A pouco mais de um ano para as eleições presidenciais, o desempenho pífio da economia transformou a presidente Dilma Rousseff e seu governo em vidraça. Mais que em qualquer outro momento desde que assumiu o posto, em 2011, sua imagem de gerentona, cultivada por ela mesma desde o governo Lula e vendida na campanha eleitoral pelos marqueteiros do PT, está em xeque.
Em 2010, ao assumir a presidência, Dilma e o PT pareciam acreditar que daria para surfar na mesma onda que fez bombar a economia nos últimos anos do governo Lula. Acharam que ia ser uma barbada, que era só entrar em campo e correr para o abraço. Só que isso não aconteceu, como já haviam alertado alguns economistas independentes. A maré mudou, aqui e lá fora, e o clima de ufanismo que predominava no governo e no PT foi substituído por uma preocupação crescente com o impacto que a economia pode ter nas eleições de 2014.
Embora a popularidade de Dilma continue alta, segundo as pesquisas encomendadas pelo governo, a voz rouca das ruas parece transmitir um “sentimento mudancista”, como afirmou a ÉPOCA o ex-presidente Fernando Henrique. Depois de quase 13 anos no governo, o PT parece enfrentar o que o ex-deputado e vice-presidente da Caixa, Geddel Vieira Lima (PMDB-BA), chama de “fadiga de material”.
Em Brasília, Dilma e os ministros da área econômica ainda parecem meio desnorteados com os resultados negativos da política econômica. Lula e a cúpula do PT, também. É difícil para eles entender por que a economia não andou, depois de o governo adotar uma série de medidas que julgava necessárias para estimular a retomada do crescimento – da “desoneração” de produtos ao corte dos juros e das tarifas de energia elétrica. Mas, com o mínimo de desapego pela própria obra, é relativamente simples entender o que está acontecendo. As incertezas geradas pela proliferação de medidas e pela falta de rumo do governo, que administra a economia com o olho nas pesquisas eleitorais, minaram a confiança dos empresários para desenvolver os projetos de longo prazo de que o país precisa para superar seus gargalos.
Confrontados pela dura realidade dos números, Dilma e o PT estão tendo de aprender, do jeito mais difícil, que a intervenção estatal na economia e o planejamento produzido por meia dúzia de iluminados quase nunca produzem os resultados esperados pelos alquimistas do governo. Em economia, dois mais dois nem sempre é igual a quatro. Se o planejamento econômico funcionasse, talvez a União Soviética – que levou o sistema de planificação ao extremo – não tivesse se desintegrado e a população dos países da antiga Cortina de Ferro hoje estivesse celebrando nas ruas uma prosperidade coletiva sem precedentes na história.

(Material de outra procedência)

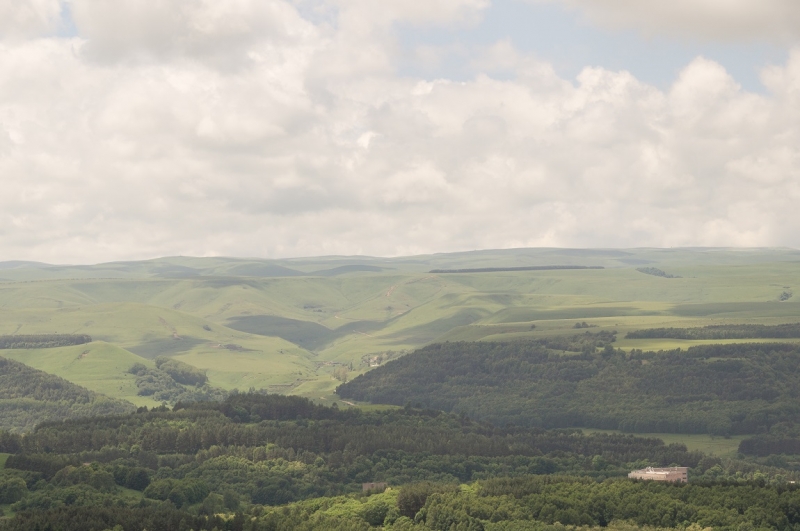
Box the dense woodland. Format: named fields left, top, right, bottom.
left=129, top=356, right=228, bottom=405
left=337, top=340, right=800, bottom=435
left=625, top=323, right=800, bottom=339
left=0, top=358, right=135, bottom=431
left=0, top=334, right=92, bottom=349
left=0, top=394, right=800, bottom=531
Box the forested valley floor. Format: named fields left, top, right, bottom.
left=0, top=393, right=800, bottom=531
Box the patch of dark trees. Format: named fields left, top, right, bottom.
left=128, top=356, right=228, bottom=405
left=0, top=393, right=800, bottom=531
left=428, top=266, right=605, bottom=273
left=625, top=323, right=800, bottom=340
left=337, top=340, right=800, bottom=435
left=636, top=267, right=681, bottom=278
left=0, top=358, right=134, bottom=431
left=0, top=334, right=92, bottom=349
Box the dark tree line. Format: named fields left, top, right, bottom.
left=0, top=334, right=92, bottom=349
left=337, top=340, right=800, bottom=435
left=0, top=358, right=135, bottom=432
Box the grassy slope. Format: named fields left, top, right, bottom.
left=0, top=249, right=800, bottom=403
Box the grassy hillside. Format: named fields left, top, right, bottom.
left=0, top=358, right=134, bottom=431
left=0, top=249, right=800, bottom=404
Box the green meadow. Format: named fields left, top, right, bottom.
left=0, top=249, right=800, bottom=405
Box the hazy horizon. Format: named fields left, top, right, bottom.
left=0, top=0, right=800, bottom=264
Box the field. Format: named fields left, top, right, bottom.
left=0, top=249, right=800, bottom=405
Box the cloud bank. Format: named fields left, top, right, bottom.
left=528, top=0, right=800, bottom=44
left=0, top=0, right=800, bottom=262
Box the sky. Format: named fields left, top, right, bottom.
left=0, top=0, right=800, bottom=263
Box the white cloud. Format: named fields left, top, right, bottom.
left=529, top=0, right=800, bottom=43
left=0, top=0, right=61, bottom=39
left=0, top=0, right=800, bottom=262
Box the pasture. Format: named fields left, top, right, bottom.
left=0, top=249, right=800, bottom=405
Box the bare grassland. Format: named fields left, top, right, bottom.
left=0, top=249, right=800, bottom=405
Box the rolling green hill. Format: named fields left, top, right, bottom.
left=0, top=249, right=800, bottom=405
left=0, top=358, right=134, bottom=431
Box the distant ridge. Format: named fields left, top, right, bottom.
left=428, top=266, right=605, bottom=273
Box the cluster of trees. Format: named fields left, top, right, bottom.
left=636, top=267, right=681, bottom=278
left=0, top=393, right=800, bottom=531
left=128, top=356, right=223, bottom=404
left=0, top=358, right=135, bottom=434
left=0, top=334, right=92, bottom=349
left=429, top=266, right=605, bottom=273
left=337, top=340, right=800, bottom=435
left=625, top=323, right=800, bottom=339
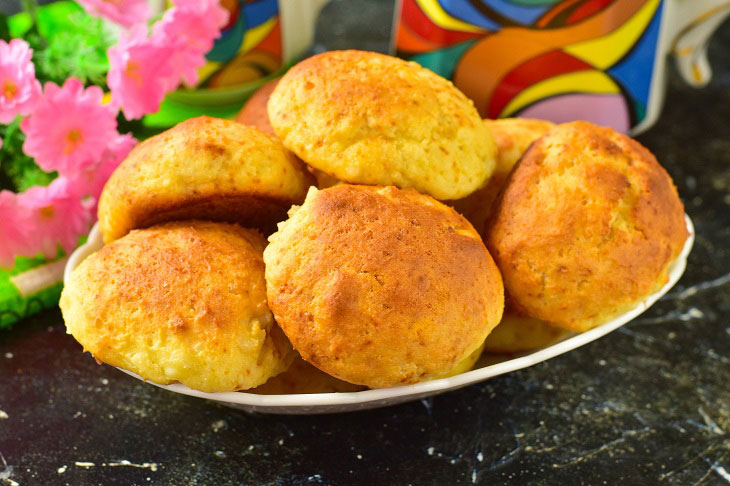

Para tentar minorar os estragos causados até agora, Dilma está revendo, meio a contragosto, os pilares da política econômica adotada desde o segundo mandato de Lula. Um após o outro. Primeiro, caiu a máxima de que o crescimento da demanda levaria inexoravelmente os empresários a investir, para ampliar a oferta. Como isso não aconteceu, o governo mudou de ideia e passou a dizer agora que o mais importante são os investimentos das empresas.
Depois, foi a vez de Dilma abandonar sua crença de que o Estado tem a força, como um poderoso He-Man, e que tudo pode. Contra tudo o que o PT, Lula e a própria Dilma afirmaram nas últimas campanhas eleitorais, ela teve de admitir que a privatização (chamada pelo governo de concessão) é a melhor solução para acelerar a modernização da infra-estrutura do país, aí incluídos estradas, portos, ferrovias e aeroportos. Dilma, é bem verdade, ainda tentou limitar o lucro dos empresários, esse instrumento diabólico do capitalismo, segundo a visão petista. Mas, como não apareceram interessados em assumir esses serviços pela remuneração que o governo oferecia, Dilma teve de voltar atrás outra vez e aumentar a lucratividade dos negócios que devem ser privatizados.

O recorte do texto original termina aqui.